The machine-­gun tempo, to use a flabby designation, slackens momentarily for an interview in the dark between Jimmie and the Tocsin, his female control. His work is nearing completion, she whispers, and soon she can disclose herself with impunity. This, as the intuitive will guess, is the conventional literary strip tease, because in the next breath the deluge descends. The Crime Club—not the Doubleday fellows, but “the most powerful and pitiless organization of criminals the world has ever known”—pounces on the dapper thief. In a scary milieu replete with hydraulic walls, sliding laboratories, and a binful of putty noses and false whiskers, its minions vainly ply him with a truth drug to elicit word of the Tocsin’s whereabouts. No contusions result, except to the laws of English syntax, and Jimmie is let out to pasture. It would only court neuralgia to retrace the labyrinthine steps by which the author maneuvers him into the arms of his lady, now disguised as Silver Mag, the beggarwoman, but ultimately the lovebirds make contact and the lava spills over: “The warm, rich lips were yielding to his; he could feel that throb, the life in the young, lithe form against his own. She was his—his! The years, the past, all were swept away—and she was his at last—his for always. And there came a mighty sense of kingship upon him, as though all the world were at his feet, and virility, and a great, glad strength above all other men’s, and a song was in his soul, a song triumphant—for she was his!” In other words, she was his, Gott sei dank, and you have just burst into sobs of relief when the whole confounded business begins over again. Marie LaSalle, alias the Tocsin, alias Silver Mag, pours out a long, garbled histoire, the kernel of which is that the head of the Crime Club, posing as her uncle, seeks to kill her for her estate. Jimmie manages to worm a confession from him clinching his guilt; in the attendant melee, though, he is recognized as the Gray Seal, and a wrathful mob of vigilantes from the Tenderloin tracks him to the Sanctuary and puts it to the torch. The lovers providentially escape over the rooftops to continue their didos in The Further Adventures of Jimmie Dale, Jimmie Dale and the Phantom Clue, and Jimmie Dale and the Blue Envelope, and blessed silence descends, broken only by the scratch of Packard’s pen endorsing his royalty checks.

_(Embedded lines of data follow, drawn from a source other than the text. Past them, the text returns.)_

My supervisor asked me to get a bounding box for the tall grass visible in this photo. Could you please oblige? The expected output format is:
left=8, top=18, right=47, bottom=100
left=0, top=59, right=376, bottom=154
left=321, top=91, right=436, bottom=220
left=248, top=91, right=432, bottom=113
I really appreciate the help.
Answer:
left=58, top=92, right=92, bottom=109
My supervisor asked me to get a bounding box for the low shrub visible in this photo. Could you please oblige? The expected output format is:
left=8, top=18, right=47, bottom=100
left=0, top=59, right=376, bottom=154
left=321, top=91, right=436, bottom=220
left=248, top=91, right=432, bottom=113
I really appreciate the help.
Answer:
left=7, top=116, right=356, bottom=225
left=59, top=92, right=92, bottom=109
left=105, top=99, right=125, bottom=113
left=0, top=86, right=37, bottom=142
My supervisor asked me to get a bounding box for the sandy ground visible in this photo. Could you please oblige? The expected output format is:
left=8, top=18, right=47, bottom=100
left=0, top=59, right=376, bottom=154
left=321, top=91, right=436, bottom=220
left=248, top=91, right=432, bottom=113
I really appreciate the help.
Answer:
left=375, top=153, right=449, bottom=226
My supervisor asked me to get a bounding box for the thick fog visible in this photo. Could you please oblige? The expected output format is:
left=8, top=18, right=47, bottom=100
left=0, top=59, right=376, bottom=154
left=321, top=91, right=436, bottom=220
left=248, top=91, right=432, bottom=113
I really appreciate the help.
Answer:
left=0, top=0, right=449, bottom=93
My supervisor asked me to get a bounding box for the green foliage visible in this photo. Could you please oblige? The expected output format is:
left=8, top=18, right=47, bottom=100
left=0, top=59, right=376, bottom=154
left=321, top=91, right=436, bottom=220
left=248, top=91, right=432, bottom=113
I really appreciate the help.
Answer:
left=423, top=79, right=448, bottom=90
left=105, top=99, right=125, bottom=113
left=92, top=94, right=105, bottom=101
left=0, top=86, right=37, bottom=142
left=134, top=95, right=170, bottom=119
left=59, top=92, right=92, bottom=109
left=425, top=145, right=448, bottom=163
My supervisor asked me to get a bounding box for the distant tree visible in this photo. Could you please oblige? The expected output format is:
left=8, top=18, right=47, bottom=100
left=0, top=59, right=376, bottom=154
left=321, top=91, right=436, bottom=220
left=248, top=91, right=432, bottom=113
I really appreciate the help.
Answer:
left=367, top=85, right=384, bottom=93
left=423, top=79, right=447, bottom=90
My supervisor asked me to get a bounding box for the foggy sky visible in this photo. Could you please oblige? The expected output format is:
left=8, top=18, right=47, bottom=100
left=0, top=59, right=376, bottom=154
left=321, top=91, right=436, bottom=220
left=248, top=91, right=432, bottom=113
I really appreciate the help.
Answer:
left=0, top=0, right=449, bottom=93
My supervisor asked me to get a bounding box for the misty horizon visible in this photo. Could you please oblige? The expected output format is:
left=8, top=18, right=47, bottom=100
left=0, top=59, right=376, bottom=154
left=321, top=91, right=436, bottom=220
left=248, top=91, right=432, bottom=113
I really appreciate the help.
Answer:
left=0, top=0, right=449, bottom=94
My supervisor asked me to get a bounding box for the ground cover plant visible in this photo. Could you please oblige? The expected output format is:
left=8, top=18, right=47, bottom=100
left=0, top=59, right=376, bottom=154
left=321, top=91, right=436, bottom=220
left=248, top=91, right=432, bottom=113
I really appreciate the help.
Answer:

I was in a Sixth Avenue bus, traffic-­bound in Herald Square, when I finished the last three chapters, and a natural impulse to break clean made me drop the book into the vacant seat before me. Moments later, a brace of speedy sixteen-­year-­olds in windbreakers emblazoned with side elevations of Jane Russell crash-­dived into the seat and buried themselves in comics. One of them suddenly detected the volume nestling against his spine. “Hey!” he exclaimed. “Someone lost a book.” “It ain’t a book. There’s no pictures in it,” his companion corrected. Together they laboriously spelled out the title and joined in a quick, incurious survey of the contents. “Ah, just a lot of slush,” observed the first, in disdain. “What kind of an old creep’d get a charge out of this stuff?” An old creep directly behind them turned blush-­pink, fastened his eyes on a Mojud stocking ad, and strove to retain his dignity. At Forty-­second Street, weary of their tiresome speculation and guffaws, he disembarked, not, however, without a shrivelling glance. If you ask me, popinjays like that, and all these young whippersnappers you meet nowadays, have no more character than a tin pie plate. Why, at their age I was already chairman of a world-­famed debating society.